Le salon l'Été du livre à Metz se déroule sous chapiteau, sur la belle esplanade de la ville. Comme chaque année, les exposants sont reçus avec beaucoup de chaleur.

Je crois que c'est le Maréchal Ney qui garde l'entrée du salon, semblant dire :
"Soyons vigilants, empêchons que les mots ne disparaissent.

 

                                                  La promenade de l'esplanade, un coin tranquille, à l'ombre des marronniers... 

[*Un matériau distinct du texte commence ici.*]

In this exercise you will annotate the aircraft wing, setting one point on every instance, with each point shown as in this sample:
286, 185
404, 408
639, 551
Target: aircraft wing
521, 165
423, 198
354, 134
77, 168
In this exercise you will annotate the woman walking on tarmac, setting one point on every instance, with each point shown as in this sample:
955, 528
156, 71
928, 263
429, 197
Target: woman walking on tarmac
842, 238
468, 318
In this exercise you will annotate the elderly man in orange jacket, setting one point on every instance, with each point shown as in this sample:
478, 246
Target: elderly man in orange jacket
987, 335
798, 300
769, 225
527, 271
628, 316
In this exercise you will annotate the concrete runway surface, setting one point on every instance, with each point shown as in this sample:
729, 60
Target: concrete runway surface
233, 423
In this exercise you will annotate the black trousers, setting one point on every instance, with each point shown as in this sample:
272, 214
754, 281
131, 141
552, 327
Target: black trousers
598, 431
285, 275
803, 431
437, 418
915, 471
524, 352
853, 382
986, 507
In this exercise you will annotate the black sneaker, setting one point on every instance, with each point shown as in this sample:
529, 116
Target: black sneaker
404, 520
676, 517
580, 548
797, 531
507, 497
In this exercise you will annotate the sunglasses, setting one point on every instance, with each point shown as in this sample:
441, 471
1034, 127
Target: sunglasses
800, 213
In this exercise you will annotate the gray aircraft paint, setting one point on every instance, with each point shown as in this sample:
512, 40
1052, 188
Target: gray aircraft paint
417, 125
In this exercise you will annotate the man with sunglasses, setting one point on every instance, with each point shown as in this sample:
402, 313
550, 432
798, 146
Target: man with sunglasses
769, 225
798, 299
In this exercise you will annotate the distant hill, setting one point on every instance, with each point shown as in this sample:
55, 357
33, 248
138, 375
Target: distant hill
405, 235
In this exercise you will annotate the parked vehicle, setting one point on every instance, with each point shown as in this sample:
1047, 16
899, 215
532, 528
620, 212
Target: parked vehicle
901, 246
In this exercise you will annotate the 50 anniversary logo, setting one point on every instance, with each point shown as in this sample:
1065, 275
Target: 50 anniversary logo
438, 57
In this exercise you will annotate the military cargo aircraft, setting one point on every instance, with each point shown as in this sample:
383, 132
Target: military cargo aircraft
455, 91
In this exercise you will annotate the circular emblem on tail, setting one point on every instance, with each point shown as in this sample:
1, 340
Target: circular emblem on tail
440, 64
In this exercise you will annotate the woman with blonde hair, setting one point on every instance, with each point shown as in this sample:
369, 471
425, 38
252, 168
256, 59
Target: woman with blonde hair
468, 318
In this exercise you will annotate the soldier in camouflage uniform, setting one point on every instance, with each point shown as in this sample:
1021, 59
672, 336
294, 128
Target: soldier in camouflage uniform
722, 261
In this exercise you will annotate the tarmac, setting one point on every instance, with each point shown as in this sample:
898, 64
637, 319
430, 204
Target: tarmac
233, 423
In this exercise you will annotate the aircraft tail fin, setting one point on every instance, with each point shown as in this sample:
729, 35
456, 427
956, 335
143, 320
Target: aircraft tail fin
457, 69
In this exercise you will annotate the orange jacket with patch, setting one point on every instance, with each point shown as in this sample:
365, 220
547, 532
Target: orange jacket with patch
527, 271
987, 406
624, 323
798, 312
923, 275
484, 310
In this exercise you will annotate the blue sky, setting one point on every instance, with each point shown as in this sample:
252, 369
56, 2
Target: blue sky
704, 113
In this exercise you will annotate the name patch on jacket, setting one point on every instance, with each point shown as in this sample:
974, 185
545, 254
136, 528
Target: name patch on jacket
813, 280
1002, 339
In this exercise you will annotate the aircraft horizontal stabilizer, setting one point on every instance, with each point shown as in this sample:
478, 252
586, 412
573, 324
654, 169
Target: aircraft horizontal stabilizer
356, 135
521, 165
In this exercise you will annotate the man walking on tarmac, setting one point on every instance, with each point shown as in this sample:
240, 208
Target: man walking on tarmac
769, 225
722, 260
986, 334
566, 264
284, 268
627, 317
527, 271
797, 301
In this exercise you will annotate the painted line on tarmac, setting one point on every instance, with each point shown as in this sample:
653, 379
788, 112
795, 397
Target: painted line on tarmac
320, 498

                                               
                                                                      

                                                                    

  

 

 

 

 

    un éclat de soleil sur la toile du chapiteau...
 

 

L'accueil, c'est la tente pointue. 

"Bonjour, c'est moi."
"Mais c'est monsieur Goré ! Comment allez-vous depuis l'an dernier ?"
"Bien, merci. Est-ce qu'on aura encore un beau salon, cette année ? Qui avez-vous 
invité ?"
"Du beau monde. Et puis, il y a vous."

Quand je vous disais que l'accueil est chaleureux à Metz !

                  


                                                             
                                                                

 

 

 

 

 

 

Des stands sont déjà prêts. Les tissus vont  s'ouvrir sur 
les nouveautés livresques. Le public arrivera, plus tard. 
Public y es-tu ?  Qu'attends-tu ? 
J'attends que tu t'installes pour pouvoir te visiter.

 

 

Je sors mes cartons et construits mon p'tit coin.

 

Premier visiteur... 
Est-ce que ça va marcher ? Est-ce que les gens vont s'arrêter, regarder ce que j'ai fait, apprécier ?
Bonjour monsieur... oui. Expliquer mon travail, m'expliquer. Qu'est-ce qui me donne le droit de vendre mes mots, mes dessins ? Je ne fais que suggérer ma parole, mais n'est-ce pas déjà trop ? Pourquoi, monsieur, acceptez-vous mon idée, goûtez-vous ma poésie ?
Ca s'anime. Bientôt, ce sera la bousculade. On vient voir les gens connus, ceux qui passent à la télé, on vient voir aussi les gens moins connus.

 

 

Et puis mes drôles de livres qui ne sont pas exactement comme les autres. Qui, par leur aspect, donnent déjà une idée du contenu et de l'auteur. (Tandis qu'un livre d'une conception classique, tant qu'on ne l'a pas lu, on n'en connaît rien, n'est-ce pas ?)

 

                                                                   

 

 

 

 

 

Mais c'est déjà bientôt le final. Trois jours  qui ont passé à grands pas. Les écrivains vont prendre leur train. On leur prépare des sandwiches au jambon, une bouteille d'eau.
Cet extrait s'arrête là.